Anything I am missing? Or it is a must to specify array ‘c’ in the prototype of the kernel (I tried and it works but I would like to have the prototype to look like the original test_fun)?

Thanks for reading my question.

Yes, its possible. Basically I think you are asking for a device-allocated global-scope variable. In CUDA the usual decorator for that is __device__. Global scope variables like this must have a size determined at compile-time. Therefore as you have indicated, you can work around this by having a global-scope pointer variable, then allocate that dynamically. The following changes should get you most of the way there.
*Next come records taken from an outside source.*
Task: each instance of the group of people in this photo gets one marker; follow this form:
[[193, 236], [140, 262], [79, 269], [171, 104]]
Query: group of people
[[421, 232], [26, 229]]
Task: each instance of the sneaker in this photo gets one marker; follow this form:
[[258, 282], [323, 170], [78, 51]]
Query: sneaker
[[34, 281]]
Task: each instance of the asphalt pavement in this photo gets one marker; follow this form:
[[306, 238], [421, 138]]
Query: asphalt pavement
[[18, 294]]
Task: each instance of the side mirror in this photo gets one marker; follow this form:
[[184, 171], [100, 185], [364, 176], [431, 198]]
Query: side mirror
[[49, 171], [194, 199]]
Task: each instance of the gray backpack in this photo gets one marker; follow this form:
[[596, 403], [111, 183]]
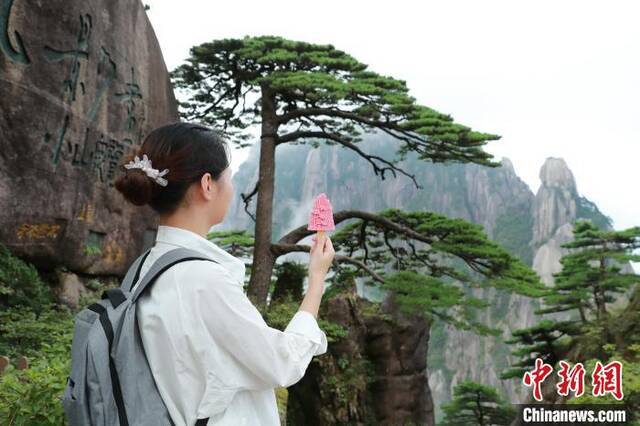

I haven’t tested it, just written the changes in the browser.

#include <stdlib.h>
__device__ double *c_d;

__global__ void test_ker(double* a_dev, int mx) {
int i=blockIdx.x*blockDim.x+threadIdx.x;
if (i<mx)  {
  a_dev[i]=a_dev[i]*c_d[i];
}

}


int main ()  {
int blocksize=8;
int nx=2;
double* a;
double* a_d;
double* c;
double *c_d_temp;

int dimx=nx%blocksize==0? nx/blocksize:nx/blocksize+1;

a=(double*) malloc(nx*sizeof(double) );
c=(double*) malloc(nx*sizeof(double) );

cudaMalloc(&a_d, nx*sizeof(double));
cudaMalloc(&c_d_temp, nx*sizeof(double));
cudaMemcpyToSymbol(c_d, &c_d_temp, sizeof(double *));

//Initialize
for (int i=0; i<nx; ++i){
    a[i]=1;
    c[i]=2;
}


//define thread grid
dim3 gridDim(dimx, 1, 1);
dim3 blockDim(blocksize, 1,1);

cudaMemcpy(a_d, a, nx*sizeof(double), cudaMemcpyHostToDevice);
cudaMemcpy(c_d_temp, c, nx*sizeof(double), cudaMemcpyHostToDevice);

for (int i=0; i<nx; ++i) {
 printf("Before ker, a[%d]=%lf\n", i, a[i]);
}

//call kernel
test_ker<<<gridDim,blockDim>>>(a_d, nx);

cudaDeviceSynchronize();

cudaMemcpy(a, a_d, nx*sizeof(double), cudaMemcpyDeviceToHost);

for (int i=0; i<nx; ++i) {
 printf("After ker, a[%d]=%lf\n", i, a[i]);
}
cudaFree(a_d);
cudaFree(c_d);
free(a);
free(c);
return 0;
}

Thanks a lot Robert.
I tested it and it works.
I don’t know this trick and once again thank you.